In a surprise (though not exactly a shock), Bevin defeated Conway by a sound 53–44 margin, with 3 percent going to independent Drew Curtis. Early election returns looked bad for Conway, as he ran well behind Beshear’s 2011 totals in key Democratic strongholds, and the early numbers proved accurate. Pollsters will have to do some soul-searching after seriously missing the final margin, and Bevin will become only the second Republican governor of Kentucky since 1971.

The Takeaways:

  1. The days of Democratic state officeholders in the South are drawing to a close. Secretary of State Alison Lundergan Grimes narrowly won reelection, and Andy Beshear, the outgoing governor’s son, was elected Attorney General by less than half a percentage point. But Democrats had controlled state offices in Kentucky largely uninterrupted for decades, and one of the last bastions of the Democratic Party in the South seems to be slipping away.
  2. It’s a bad day for a lot of people in Kentucky. Bevin’s election means that 400,000 Kentuckians will have their health insurance taken away if Bevin follows through on his pledge to roll back Beshear’s Medicaid expansion, a promise he seems likely to keep.
  3. 2015 is truly the year of the outsider candidate. Barely a year ago, Bevin was soundly defeatde by the ultra-establishment Mitch McConnell in his Senate primary. But after a bruising primary brawl, Bevin coasted to victory in the general, defying pollsters’ expectations and running largely on his outsider background. It remains to be seen if 2016 will be a continuation of this phenomenon.
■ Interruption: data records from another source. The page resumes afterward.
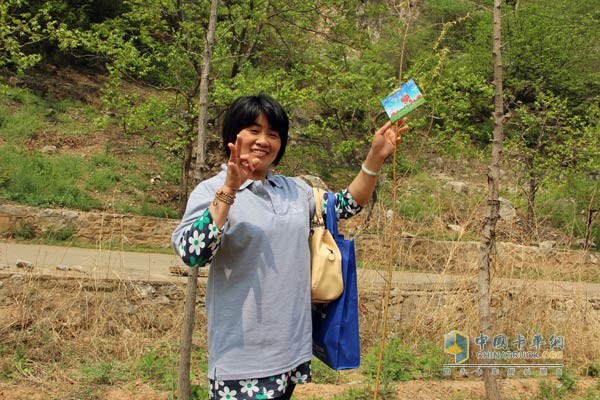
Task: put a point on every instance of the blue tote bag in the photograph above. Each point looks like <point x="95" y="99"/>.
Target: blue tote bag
<point x="336" y="340"/>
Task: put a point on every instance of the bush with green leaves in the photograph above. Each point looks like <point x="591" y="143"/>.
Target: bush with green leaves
<point x="404" y="362"/>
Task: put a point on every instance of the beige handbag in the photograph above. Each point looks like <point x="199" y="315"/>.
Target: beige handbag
<point x="326" y="260"/>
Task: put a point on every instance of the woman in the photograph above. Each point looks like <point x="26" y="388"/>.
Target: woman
<point x="252" y="227"/>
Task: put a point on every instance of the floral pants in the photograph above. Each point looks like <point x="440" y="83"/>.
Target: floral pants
<point x="271" y="387"/>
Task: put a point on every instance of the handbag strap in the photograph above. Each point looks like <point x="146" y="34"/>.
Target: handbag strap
<point x="331" y="221"/>
<point x="318" y="217"/>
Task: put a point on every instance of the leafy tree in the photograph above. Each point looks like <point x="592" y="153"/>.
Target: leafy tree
<point x="549" y="141"/>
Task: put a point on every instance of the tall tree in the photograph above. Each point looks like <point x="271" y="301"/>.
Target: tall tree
<point x="488" y="236"/>
<point x="189" y="313"/>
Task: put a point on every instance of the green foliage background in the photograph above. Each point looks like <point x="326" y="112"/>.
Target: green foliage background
<point x="329" y="62"/>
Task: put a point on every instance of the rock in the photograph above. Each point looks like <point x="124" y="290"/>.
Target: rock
<point x="77" y="268"/>
<point x="147" y="291"/>
<point x="131" y="308"/>
<point x="49" y="149"/>
<point x="456" y="186"/>
<point x="456" y="228"/>
<point x="24" y="264"/>
<point x="581" y="243"/>
<point x="438" y="163"/>
<point x="507" y="212"/>
<point x="547" y="244"/>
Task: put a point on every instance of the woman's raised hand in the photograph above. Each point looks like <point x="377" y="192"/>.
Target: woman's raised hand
<point x="239" y="167"/>
<point x="387" y="138"/>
  4. No, this election does not signal imminent doom for the national Democratic Party. Many hyperventilating thinkpieces have doubtless already been written eulogizing the Democratic Party based on Kentucky’s gubernatorial election. It is true that the Democrats must find ways to turn out their base and build their party in non-presidential years, but a gubernatorial loss in a state hardly containing much fertile ground for national Democrats should not cause panic at the DNC. If the GOP builds its lead in the Senate and takes the White House in 2016, then we can discuss causes for concern for the Democrats. Until then, it’s no more than an upset in the Kentucky Derby.